Technologie ARNm appliquée à l'élargissement de la couverture virale 🧬
Le développement repose sur la même plateforme d'ARN messager utilisée dans les vaccins contre la COVID-19. Les chercheurs ont conçu des séquences génétiques codant pour des protéines clés des souches Ebola Zaïre, Soudan et Bundibugyo. En les administrant, le système immunitaire des rongeurs a généré des anticorps neutralisants contre les trois. Les résultats indiquent une réponse robuste, bien qu'ils doivent encore être validés chez les primates et les humains pour confirmer leur sécurité et leur efficacité.

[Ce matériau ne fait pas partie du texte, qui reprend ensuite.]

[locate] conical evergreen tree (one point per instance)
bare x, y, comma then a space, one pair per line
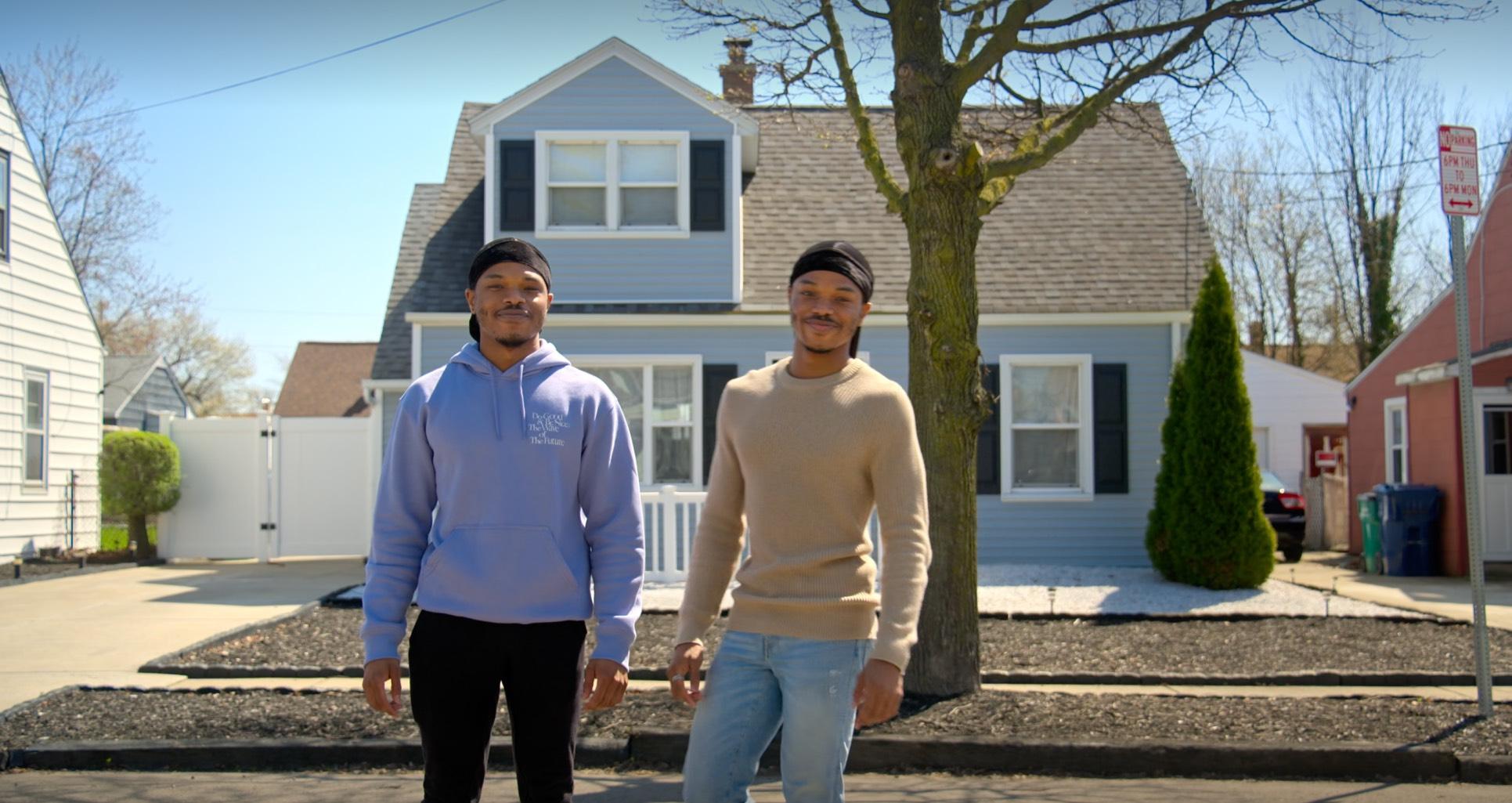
1218, 533
1157, 534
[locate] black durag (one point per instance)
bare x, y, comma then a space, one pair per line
500, 251
838, 258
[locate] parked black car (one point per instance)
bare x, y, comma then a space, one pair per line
1287, 513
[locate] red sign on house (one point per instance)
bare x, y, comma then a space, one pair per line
1458, 170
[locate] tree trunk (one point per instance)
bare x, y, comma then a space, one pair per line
136, 533
945, 385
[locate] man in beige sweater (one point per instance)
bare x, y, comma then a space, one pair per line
805, 450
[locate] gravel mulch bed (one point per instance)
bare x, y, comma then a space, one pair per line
330, 637
118, 714
326, 637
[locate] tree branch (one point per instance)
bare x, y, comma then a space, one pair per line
1054, 135
865, 138
1003, 38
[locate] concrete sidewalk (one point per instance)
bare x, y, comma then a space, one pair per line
100, 628
1440, 596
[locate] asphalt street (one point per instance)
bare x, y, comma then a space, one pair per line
32, 787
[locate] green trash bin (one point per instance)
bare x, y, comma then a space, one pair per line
1370, 531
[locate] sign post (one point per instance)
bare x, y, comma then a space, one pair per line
1460, 193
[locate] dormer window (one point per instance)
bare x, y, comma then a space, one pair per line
612, 185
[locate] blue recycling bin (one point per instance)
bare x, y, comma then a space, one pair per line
1409, 530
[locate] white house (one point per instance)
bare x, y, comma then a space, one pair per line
50, 368
1283, 401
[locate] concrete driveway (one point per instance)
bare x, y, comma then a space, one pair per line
100, 628
658, 788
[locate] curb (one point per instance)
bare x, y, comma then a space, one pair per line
1343, 761
269, 755
1325, 678
164, 663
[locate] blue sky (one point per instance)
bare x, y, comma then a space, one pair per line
284, 198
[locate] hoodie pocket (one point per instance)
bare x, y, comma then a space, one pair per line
500, 573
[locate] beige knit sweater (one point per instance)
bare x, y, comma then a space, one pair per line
805, 461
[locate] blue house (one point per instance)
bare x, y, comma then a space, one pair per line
672, 218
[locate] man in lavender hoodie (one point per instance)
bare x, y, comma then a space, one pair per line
508, 486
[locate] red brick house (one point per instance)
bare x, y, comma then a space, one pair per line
1403, 409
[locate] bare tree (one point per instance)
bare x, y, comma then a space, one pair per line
1265, 224
1366, 129
1063, 70
88, 153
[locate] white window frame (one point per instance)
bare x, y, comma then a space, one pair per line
646, 453
5, 204
774, 356
1387, 407
612, 185
1084, 460
35, 375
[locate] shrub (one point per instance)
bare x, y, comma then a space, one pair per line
138, 478
1216, 531
1157, 534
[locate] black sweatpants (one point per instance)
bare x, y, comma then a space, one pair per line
456, 671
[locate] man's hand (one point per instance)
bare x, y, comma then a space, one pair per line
604, 684
879, 690
375, 675
687, 660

Ebola ne sait plus à quelle souche se vouer 🦠
Enfin un vaccin qui ne fait pas de discrimination entre les souches, ce dont le virus doit être reconnaissant : il n'aura plus à se soucier de savoir s'il est de la variété Zaïre ou Soudan, car l'ARNm couvre tout. Bien sûr, les rongeurs ne peuvent pas se plaindre, mais on se demande si les humains seront également prêts à recevoir trois injections de rappel pour le prix d'une. En attendant, le virus cherche un quatrième type pour rester intéressant.